Cannonball Adderley remained in the blues. Hearing Adderley’s quintet playing with an electric keyboard, and realizing that he was losing sales to white rockers, Miles Davis went electric in the mid- 1960s, assembling the modal jams of Bitches Brew ( 1969 ) and In a Silent Way ( 1970 ) from tape loops. He then went silent in the mid- 1970s while he concentrated on hard drugs, wife- beating, and his fantasy life as a pimp. He returned in red leather trousers in the 1980s, feebly parping out Cyndi Lauper’s” Time After Time”.
Bitches Brew, like the Birth of the Cool sessions, fixed a sound as an artifact of its time. Kind of Blue is the ideal form of jazz and a sonic artifact for all time. It is not a concept album, but a conceptualist one. Davis was in at the time of his death, whereas he was present at the Cool’s birth. Did he play a role in the murder of it, James Kaplan inquires, and what kind of magical encounters produced the Kind of Blue kind of the moment when the death was predicted and the die cast?

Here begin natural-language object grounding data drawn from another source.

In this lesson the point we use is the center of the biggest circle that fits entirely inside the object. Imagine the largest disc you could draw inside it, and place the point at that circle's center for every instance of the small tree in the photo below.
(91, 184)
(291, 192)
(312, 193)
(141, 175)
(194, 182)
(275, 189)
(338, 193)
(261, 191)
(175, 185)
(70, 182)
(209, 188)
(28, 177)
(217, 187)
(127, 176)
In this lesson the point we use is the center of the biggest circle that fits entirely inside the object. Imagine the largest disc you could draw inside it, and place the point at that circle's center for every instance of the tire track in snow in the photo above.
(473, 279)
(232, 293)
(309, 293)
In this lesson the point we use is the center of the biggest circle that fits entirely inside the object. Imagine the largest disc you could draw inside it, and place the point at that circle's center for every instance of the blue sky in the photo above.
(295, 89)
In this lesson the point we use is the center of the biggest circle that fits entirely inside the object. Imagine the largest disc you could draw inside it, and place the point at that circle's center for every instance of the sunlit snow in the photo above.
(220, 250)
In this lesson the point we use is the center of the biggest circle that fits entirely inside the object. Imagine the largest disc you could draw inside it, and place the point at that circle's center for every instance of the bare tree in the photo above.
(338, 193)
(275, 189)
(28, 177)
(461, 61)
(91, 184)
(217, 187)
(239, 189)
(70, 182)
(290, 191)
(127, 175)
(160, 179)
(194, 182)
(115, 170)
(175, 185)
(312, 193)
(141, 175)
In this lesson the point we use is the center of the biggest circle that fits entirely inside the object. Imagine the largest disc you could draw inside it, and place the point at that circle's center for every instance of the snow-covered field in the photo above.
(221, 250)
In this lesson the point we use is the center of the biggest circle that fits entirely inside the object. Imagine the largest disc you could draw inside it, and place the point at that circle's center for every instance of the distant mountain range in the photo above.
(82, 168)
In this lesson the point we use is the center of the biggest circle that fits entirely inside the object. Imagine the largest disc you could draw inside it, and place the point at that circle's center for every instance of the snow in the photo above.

” Jazz died in 1959″, the trumpeter Nicholas Payton wrote in the 2011 polemic” On Why Jazz Is n’t Cool Anymore”. Jazz, Payton argues,” separated itself from American popular music” and “never recovered”. The year of Kind of Blue, 1959, was” the coolest year”, leaving jazz forever “haunted by its own hungry ghosts”. James Kaplan’s later chapters are an obituary, ending with Miles Davis’s zombie last years. It had to happen, sooner or later, as it happens with all art forms. Miles Davis, however, did more than anyone else to make the death happen by contaminating America’s native art form with the conceptual toxins that had made European art music unlistenable. Each man murders the object he desires.
3 Shades of Blue: Miles Davis, John Coltrane, Bill Evans, and the Lost Empire of Cool
by James Kaplan
Penguin Press, 496 pp.,$ 35
Dominic Green is a fellow of the Royal Historical Society and a contributor to the Wall Street Journal.